Keeping tabs on planned demonstrations is a key function

of Cohen's division. Investigators with his Cyber

Intelligence Unit monitor websites of activist groups,

and undercover officers put themselves on email

distribution lists for upcoming events. Plainclothes

officers collect fliers on public demonstrations.

Officers and informants infiltrate the groups and attend

rallies, parades and marches.

 

Intelligence analysts take all this information and

distill it into summaries for Police Commissioner

Raymond Kelly's daily briefing, documents show.

 

The April 2008 memo offers an unusually candid view of

how political monitoring fit into the NYPD's larger,

post-9/11 intelligence mission.
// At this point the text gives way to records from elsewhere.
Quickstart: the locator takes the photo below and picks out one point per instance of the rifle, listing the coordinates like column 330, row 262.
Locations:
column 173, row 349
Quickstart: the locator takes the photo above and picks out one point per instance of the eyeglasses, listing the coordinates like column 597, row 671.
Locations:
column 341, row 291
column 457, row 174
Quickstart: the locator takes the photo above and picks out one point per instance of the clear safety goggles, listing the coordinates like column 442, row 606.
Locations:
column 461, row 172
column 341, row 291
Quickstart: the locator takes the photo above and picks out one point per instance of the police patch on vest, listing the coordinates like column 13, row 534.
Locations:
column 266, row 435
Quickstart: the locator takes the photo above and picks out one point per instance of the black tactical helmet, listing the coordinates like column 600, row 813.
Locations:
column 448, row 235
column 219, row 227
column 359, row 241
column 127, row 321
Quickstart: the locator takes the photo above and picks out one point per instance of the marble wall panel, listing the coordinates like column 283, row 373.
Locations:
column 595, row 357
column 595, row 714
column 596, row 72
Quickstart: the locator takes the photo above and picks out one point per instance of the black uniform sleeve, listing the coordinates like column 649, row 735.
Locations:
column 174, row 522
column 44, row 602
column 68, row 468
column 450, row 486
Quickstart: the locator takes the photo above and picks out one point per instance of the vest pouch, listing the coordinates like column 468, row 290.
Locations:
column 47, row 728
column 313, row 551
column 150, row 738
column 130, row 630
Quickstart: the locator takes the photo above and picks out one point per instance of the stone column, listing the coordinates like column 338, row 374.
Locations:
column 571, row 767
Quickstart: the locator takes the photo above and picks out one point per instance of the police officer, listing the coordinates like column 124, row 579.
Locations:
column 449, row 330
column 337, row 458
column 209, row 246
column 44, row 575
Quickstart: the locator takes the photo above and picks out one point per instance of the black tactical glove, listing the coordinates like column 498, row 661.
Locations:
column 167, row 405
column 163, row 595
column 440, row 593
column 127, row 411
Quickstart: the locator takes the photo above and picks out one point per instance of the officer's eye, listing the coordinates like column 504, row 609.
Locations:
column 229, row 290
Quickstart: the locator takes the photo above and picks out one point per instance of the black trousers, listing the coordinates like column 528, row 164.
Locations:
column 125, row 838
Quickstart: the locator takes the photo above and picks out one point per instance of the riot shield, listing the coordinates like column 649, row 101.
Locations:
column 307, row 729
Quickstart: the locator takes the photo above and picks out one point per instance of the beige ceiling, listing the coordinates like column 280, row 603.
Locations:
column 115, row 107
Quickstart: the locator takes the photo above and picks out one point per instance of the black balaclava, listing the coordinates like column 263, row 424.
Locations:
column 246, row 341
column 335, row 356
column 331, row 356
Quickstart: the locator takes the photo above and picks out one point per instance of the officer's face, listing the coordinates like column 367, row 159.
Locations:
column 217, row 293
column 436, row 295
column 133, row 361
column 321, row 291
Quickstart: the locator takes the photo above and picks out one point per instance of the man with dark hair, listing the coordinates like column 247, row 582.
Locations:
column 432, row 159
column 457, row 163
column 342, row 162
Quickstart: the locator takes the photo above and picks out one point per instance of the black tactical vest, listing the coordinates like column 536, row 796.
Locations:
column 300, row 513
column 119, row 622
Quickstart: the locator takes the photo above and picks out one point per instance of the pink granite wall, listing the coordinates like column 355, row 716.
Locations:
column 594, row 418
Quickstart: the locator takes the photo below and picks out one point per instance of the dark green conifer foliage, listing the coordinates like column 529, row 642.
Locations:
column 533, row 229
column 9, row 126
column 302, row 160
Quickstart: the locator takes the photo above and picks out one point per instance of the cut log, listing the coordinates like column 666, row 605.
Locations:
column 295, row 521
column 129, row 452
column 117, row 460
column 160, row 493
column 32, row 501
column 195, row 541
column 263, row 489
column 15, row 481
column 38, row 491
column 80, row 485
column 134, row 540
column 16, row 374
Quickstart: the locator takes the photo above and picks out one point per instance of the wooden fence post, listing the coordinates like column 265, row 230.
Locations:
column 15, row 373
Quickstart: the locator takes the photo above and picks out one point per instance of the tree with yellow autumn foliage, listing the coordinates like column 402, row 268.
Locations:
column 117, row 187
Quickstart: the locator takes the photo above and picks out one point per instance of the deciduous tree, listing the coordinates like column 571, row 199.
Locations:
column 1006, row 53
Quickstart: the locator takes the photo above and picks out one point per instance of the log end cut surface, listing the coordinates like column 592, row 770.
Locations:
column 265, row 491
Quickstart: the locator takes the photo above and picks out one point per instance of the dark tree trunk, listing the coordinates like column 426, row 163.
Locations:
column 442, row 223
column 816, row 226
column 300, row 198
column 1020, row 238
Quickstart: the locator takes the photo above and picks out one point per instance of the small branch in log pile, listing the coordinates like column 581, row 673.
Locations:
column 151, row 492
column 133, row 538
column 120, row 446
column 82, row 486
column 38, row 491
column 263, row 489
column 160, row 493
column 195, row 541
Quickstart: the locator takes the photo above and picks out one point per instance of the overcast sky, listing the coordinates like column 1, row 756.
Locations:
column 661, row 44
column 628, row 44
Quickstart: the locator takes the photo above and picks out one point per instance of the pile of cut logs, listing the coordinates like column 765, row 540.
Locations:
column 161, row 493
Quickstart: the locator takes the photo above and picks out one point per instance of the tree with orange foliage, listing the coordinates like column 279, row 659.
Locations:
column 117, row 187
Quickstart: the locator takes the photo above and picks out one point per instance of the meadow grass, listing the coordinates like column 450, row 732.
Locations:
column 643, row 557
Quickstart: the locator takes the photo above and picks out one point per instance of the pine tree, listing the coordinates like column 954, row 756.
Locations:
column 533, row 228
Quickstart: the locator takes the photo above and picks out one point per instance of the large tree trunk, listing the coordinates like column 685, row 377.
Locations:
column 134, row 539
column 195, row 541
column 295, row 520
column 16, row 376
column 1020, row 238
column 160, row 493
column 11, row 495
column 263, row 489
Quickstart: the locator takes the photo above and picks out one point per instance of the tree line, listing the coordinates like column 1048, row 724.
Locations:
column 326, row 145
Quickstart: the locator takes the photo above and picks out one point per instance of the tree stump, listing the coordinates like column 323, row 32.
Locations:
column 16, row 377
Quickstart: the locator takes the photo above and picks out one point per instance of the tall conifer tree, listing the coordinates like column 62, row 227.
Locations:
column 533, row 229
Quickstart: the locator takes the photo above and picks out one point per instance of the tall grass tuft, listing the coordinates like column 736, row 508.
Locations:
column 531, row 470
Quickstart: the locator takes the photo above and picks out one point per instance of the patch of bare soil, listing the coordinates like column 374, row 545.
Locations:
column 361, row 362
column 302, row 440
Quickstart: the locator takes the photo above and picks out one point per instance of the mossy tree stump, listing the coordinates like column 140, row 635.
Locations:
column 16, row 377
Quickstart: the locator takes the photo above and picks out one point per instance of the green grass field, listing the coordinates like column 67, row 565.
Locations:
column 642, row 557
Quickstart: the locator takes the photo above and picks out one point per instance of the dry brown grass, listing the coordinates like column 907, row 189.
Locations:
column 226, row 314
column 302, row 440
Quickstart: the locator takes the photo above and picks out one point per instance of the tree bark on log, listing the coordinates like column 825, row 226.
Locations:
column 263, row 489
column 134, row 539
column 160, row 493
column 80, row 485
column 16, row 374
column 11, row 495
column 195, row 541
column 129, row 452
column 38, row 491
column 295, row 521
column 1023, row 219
As the AP has reported

previously, Cohen's unit has transformed the NYPD into

one of the most aggressive domestic intelligence

agencies in the United States, one that infiltrated

Muslim student groups, monitored their websites and used

informants as listening posts inside mosques.

 

Along with the political monitoring, the document

describes plans to use informants to monitor mosques for

conversations about the imminent verdict in the trial of

three NYPD officers charged in the 2006 shooting death

of Sean Bell, an unarmed man who died in a hail of

gunfire. Police were worried about how the black

community, particularly the New Black Panther Party,

would respond to the verdict, according to this and

other documents obtained by the AP.

 

The document also contained details of a whitewater

rafting trip that an undercover officer attended with

Muslim students from City College New York.

 

"The group prayed at least four times a day, and much of

the conversation was spent discussing Islam and was

religious in nature," the report reads.

 

Eugene Puryear, 26, an activist who attended the New

Orleans summit, said he was not surprised to learn that

police were monitoring it. He said it was entirely

peaceful, a way to connect community organizers around

the issues of racism and the rights of the poor. But he

described it as a challenge to corporate power and said

the NYPD probably felt threatened by it.

 

"From their perspective, they need to spy on peaceful

groups so they're not effective at putting out their

peaceful message," he said. "They are threatened by

anything challenging the status quo."